Protesters on Thursday closed off large parts of San Francisco as well as streets in Washington, New York, and other cities, provoking some citizens to react angrily to the disruption of their daily lives.

"It is one of the painful ironies of this war that one of the most anti-war cities in the nation, San Francisco, is being disproportionally harmed by the tactics of the anti-war protesters," Mayor Willie Brown said.

"I must express my frustration at the tactics of some protesters, who have chosen to specifically try to disrupt this city, rather than gather peacefully to voice their desire for peace, at the expense of the day-to-day lives of ordinary San Franciscans -- and at great cost to this city."

Organisers say the public inconvenience is a minor price compared to the suffering that comes from war.

"Civil disobedience is breaking the law which results in arrests," said Ilyse Hogue, an organiser with Direct Action to Stop the War. "That is the way and the tradition of our country from the Boston Tea party to the Women's Suffragette movement that social change has occurred."

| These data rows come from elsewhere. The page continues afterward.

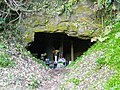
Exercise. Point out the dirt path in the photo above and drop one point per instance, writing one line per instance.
(53, 79)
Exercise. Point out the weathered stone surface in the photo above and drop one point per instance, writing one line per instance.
(80, 24)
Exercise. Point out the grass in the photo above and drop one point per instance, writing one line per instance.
(111, 57)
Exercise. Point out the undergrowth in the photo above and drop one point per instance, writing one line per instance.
(111, 57)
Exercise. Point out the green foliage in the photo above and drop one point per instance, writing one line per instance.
(111, 56)
(113, 83)
(5, 61)
(76, 81)
(34, 83)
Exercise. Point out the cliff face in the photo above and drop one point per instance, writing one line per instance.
(81, 23)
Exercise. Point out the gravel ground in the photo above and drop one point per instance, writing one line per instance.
(29, 75)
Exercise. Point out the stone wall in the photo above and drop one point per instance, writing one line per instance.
(81, 23)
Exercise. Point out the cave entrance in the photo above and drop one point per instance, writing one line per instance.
(46, 44)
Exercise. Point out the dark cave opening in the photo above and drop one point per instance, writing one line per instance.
(48, 45)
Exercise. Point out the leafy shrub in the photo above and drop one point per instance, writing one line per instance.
(5, 61)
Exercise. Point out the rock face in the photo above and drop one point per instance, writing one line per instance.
(81, 23)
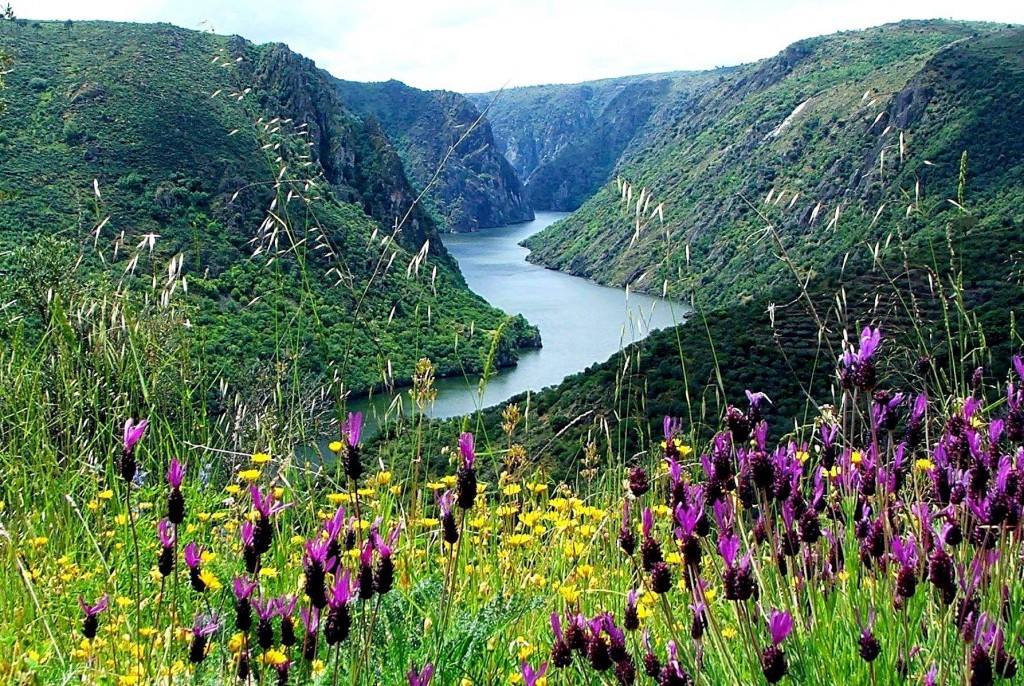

On Friday, thousands of protesters gathered in Arab capitals, resulting in some violence and at least two dead.

In the Yemeni capital, Sanaa, an 11-year-old boy and another protester were shot dead in a clash between police and anti-war protesters, an Interior Ministry official said. In Cairo, the biggest city in the Arab world with almost 17 million people, at least 5,000 angry protesters clashed with police using water cannon.